In the March 2003 issue of this magazine, I published an article called “The Pentagon’s New Map” [available at Esquire.com/barnett], which was about work I had spent years doing at the Naval War College and the Pentagon to figure out the true threat environment for the United States in a post-cold-war world. The answer? Most of the world is peaceable and functioning. I call that the Core, and it is basically the parts of the world, including China, where globalization has taken root to some degree. The rest of the world, which had never been considered by the Pentagon to be a direct threat, much less the gravest threat we face, is made up of the countries that remain disconnected, either because of abject poverty or political or cultural repression: the Caribbean Rim, virtually all of Africa, the Balkans, the Caucasus, Central Asia, the Middle East, Southwest Asia, and much of Southeast Asia. This I call the Gap. The primary goal of the foreign policy of the United States should be, in my view, to shrink the Gap. Nothing about our Iraq experience has changed this view.

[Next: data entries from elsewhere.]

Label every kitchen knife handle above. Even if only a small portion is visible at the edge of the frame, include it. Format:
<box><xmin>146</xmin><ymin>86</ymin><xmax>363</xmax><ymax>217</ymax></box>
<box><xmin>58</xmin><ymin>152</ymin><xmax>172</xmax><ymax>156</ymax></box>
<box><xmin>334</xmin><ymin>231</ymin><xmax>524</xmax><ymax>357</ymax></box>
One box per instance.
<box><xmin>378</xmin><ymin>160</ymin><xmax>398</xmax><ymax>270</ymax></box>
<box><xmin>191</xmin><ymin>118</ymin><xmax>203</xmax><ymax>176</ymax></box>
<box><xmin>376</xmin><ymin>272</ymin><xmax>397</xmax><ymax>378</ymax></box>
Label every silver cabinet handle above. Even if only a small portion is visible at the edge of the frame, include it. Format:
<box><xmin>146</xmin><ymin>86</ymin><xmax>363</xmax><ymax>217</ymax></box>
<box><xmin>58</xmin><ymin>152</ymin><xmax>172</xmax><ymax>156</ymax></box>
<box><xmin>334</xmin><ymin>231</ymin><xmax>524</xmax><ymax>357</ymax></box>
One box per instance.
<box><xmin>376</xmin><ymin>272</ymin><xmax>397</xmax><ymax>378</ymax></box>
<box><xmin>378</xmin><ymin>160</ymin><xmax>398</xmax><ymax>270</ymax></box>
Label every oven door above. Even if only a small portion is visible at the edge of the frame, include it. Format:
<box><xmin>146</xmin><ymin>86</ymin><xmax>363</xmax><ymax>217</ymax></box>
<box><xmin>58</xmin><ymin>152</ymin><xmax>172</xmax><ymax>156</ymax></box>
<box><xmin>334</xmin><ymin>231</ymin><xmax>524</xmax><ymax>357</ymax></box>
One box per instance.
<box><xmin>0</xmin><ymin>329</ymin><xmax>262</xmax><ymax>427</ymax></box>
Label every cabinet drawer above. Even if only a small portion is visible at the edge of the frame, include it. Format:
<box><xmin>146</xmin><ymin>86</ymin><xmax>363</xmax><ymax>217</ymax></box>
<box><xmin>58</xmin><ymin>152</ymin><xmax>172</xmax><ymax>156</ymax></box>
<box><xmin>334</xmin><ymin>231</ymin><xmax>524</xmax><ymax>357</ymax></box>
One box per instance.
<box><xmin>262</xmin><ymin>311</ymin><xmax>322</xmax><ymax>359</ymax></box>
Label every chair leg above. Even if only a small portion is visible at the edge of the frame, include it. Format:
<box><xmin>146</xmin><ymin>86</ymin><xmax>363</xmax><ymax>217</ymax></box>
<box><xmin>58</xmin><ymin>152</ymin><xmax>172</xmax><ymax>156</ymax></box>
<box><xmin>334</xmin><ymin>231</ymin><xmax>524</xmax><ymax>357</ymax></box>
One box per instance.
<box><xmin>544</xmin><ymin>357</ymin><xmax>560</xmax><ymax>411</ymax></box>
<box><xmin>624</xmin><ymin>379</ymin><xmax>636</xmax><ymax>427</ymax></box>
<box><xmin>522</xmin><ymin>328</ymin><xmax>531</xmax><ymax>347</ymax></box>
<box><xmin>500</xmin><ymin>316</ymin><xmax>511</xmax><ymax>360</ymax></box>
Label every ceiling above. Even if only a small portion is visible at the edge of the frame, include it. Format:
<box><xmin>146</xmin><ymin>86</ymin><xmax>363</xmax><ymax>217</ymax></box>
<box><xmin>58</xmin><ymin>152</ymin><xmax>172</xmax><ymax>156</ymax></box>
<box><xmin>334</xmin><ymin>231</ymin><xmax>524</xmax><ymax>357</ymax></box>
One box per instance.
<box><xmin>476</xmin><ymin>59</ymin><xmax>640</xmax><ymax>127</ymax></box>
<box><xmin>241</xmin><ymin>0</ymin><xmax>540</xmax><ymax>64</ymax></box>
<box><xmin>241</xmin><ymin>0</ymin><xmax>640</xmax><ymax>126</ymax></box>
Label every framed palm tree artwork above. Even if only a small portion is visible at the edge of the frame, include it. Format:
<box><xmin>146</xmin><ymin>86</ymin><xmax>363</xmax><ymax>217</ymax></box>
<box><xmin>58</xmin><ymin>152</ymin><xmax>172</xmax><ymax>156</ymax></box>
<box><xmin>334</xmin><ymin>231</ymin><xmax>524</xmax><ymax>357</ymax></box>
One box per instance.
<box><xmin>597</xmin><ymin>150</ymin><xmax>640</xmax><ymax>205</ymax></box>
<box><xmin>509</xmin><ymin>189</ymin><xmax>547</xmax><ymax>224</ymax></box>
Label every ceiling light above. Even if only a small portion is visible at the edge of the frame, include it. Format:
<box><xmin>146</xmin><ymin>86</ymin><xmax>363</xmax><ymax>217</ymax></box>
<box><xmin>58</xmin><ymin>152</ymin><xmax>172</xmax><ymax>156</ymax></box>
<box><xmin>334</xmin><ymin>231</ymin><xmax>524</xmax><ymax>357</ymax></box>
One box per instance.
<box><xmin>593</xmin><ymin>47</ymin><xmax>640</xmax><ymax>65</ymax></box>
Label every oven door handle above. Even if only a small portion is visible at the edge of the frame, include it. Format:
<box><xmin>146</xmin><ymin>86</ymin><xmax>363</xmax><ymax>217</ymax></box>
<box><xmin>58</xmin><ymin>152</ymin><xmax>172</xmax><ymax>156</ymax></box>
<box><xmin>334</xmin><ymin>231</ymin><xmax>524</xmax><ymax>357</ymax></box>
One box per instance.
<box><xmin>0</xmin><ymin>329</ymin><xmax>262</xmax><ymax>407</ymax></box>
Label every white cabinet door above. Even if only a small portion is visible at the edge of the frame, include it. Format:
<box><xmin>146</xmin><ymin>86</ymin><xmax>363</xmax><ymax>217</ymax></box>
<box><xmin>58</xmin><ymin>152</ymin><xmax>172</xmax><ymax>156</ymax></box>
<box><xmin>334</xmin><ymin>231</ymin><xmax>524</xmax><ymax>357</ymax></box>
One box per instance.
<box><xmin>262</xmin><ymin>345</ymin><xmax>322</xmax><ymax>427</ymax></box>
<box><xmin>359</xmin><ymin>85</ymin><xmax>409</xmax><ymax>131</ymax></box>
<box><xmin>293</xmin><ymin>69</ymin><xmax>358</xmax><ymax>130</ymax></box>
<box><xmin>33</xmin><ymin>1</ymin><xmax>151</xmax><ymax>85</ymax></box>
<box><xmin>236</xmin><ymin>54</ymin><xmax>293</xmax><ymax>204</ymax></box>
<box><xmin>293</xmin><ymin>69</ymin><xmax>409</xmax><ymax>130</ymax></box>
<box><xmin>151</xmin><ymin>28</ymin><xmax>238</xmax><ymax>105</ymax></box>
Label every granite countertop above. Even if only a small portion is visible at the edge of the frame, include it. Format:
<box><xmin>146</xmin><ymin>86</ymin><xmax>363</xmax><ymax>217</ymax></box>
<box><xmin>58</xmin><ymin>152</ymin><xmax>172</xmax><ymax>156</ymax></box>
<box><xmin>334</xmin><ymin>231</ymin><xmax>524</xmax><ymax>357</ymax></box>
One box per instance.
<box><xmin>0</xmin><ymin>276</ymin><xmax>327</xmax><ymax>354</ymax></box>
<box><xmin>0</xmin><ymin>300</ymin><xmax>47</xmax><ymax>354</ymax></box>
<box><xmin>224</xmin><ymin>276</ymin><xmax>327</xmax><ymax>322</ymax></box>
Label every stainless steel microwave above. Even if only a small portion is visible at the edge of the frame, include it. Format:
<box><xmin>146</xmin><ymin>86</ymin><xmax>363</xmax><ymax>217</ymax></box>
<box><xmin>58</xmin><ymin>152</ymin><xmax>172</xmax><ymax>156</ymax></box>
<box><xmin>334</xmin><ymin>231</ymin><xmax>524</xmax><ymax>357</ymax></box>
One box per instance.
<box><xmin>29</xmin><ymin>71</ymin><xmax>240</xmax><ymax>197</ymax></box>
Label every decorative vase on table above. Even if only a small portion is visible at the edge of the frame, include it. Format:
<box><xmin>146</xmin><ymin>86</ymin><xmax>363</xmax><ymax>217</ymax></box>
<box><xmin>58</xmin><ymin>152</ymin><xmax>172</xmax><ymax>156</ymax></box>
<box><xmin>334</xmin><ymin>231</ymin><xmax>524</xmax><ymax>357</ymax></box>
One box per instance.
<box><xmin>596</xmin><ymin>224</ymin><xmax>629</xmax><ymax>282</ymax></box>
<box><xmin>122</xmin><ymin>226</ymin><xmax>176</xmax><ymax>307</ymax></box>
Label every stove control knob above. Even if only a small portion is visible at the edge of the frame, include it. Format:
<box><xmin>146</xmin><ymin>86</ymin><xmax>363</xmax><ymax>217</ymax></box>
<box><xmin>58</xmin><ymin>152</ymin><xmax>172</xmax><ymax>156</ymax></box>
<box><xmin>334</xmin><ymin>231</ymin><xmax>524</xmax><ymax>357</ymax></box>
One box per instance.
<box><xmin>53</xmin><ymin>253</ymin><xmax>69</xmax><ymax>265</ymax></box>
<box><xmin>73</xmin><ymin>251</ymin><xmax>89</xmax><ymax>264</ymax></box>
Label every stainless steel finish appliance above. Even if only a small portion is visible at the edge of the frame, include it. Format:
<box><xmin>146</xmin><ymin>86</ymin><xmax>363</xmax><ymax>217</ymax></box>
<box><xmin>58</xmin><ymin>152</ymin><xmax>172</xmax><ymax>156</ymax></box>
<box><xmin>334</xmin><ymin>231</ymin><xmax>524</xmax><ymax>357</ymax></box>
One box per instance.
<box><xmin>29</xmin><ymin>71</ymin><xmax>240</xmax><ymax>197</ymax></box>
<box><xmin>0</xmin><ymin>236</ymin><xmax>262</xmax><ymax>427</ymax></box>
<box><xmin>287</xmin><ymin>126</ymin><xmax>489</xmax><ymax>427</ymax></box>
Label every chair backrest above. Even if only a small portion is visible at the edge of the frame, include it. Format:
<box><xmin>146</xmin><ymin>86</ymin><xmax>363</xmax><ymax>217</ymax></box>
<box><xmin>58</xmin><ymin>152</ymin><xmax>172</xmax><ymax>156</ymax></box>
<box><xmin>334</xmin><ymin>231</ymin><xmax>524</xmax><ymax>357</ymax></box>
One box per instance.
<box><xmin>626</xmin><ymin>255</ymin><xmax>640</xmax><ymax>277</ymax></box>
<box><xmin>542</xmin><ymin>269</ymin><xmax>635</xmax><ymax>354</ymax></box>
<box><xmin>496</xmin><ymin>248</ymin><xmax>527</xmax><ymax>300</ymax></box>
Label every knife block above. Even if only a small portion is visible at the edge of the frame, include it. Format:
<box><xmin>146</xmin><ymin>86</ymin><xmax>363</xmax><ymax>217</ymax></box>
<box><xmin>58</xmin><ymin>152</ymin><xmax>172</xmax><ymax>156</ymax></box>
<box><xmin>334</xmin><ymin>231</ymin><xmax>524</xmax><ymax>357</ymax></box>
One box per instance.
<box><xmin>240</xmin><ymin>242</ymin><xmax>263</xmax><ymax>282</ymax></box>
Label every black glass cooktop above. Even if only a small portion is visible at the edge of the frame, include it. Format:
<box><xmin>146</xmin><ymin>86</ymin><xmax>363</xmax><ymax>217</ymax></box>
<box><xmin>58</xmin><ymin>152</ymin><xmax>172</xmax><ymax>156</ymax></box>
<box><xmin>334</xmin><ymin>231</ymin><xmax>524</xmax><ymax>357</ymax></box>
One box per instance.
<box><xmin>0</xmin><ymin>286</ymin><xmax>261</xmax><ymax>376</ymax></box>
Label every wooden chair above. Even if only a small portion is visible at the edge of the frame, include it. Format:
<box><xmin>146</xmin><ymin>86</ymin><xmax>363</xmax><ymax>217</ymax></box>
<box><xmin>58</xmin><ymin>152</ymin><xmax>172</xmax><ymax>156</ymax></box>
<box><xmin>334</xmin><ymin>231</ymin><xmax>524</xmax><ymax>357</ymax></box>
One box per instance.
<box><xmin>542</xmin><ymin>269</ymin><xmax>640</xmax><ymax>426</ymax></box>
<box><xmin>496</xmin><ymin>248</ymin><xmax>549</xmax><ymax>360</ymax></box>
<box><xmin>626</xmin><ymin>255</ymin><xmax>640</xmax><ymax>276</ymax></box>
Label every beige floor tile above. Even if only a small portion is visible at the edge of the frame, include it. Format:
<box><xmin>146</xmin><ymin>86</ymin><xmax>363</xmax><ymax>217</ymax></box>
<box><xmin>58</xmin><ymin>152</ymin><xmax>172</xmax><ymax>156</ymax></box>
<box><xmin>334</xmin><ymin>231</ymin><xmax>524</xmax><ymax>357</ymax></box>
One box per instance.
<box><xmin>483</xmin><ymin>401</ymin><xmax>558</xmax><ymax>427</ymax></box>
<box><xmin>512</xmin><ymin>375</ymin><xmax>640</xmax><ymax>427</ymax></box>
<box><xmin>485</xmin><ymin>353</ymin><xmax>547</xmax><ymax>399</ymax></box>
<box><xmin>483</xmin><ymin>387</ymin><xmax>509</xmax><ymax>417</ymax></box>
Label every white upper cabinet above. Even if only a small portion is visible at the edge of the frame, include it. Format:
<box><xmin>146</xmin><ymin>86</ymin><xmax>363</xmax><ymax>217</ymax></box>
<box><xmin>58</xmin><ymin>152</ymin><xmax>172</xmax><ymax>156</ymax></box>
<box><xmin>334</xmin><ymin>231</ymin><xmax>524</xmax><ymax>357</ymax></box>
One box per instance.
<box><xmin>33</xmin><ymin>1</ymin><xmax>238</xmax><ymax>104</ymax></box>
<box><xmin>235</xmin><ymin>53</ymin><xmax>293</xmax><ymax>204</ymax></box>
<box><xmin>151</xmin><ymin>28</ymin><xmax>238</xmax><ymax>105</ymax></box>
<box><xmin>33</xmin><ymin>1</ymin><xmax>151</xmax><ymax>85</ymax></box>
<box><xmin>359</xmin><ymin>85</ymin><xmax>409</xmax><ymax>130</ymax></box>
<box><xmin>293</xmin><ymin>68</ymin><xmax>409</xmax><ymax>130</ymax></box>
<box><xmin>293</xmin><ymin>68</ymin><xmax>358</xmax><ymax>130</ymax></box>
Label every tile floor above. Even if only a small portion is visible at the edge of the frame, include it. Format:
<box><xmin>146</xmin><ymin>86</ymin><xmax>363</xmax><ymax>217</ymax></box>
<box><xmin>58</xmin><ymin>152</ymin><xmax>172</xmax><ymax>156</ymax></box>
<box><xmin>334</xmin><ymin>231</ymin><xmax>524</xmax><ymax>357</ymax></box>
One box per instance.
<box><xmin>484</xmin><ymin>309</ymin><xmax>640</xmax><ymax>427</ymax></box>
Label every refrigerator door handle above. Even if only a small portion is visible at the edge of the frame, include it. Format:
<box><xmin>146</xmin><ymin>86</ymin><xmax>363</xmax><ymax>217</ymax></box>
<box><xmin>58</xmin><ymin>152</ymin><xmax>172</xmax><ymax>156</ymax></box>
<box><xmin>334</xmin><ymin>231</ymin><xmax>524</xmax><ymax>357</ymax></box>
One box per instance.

The only way America can truly achieve strategic security in the age of globalization is by destroying disconnectedness. We fight fire with fire. Al Qaeda, whose true grievances lie wholly within the Persian Gulf, tried to destroy the Core’s connectedness on 9/11 by triggering what I call a system perturbation that would throw our rules into flux. Its hope was to shock America and the West into abandoning the Gulf region first militarily, then politically, and finally economically. Al Qaeda hoped to detoxify the region’s societies through disconnectedness.
But the president decided correctly to fight back by trying to destroy disconnectedness in the Gulf region. We seek to do unto al Qaeda as it did unto us: trigger a system perturbation that will send all the region’s rule sets into flux. Saddam Hussein’s outlaw regime was dangerously disconnected from the globalizing world—from our rule sets, our norms, and all the ties that bind the Core together in mutually assured dependence.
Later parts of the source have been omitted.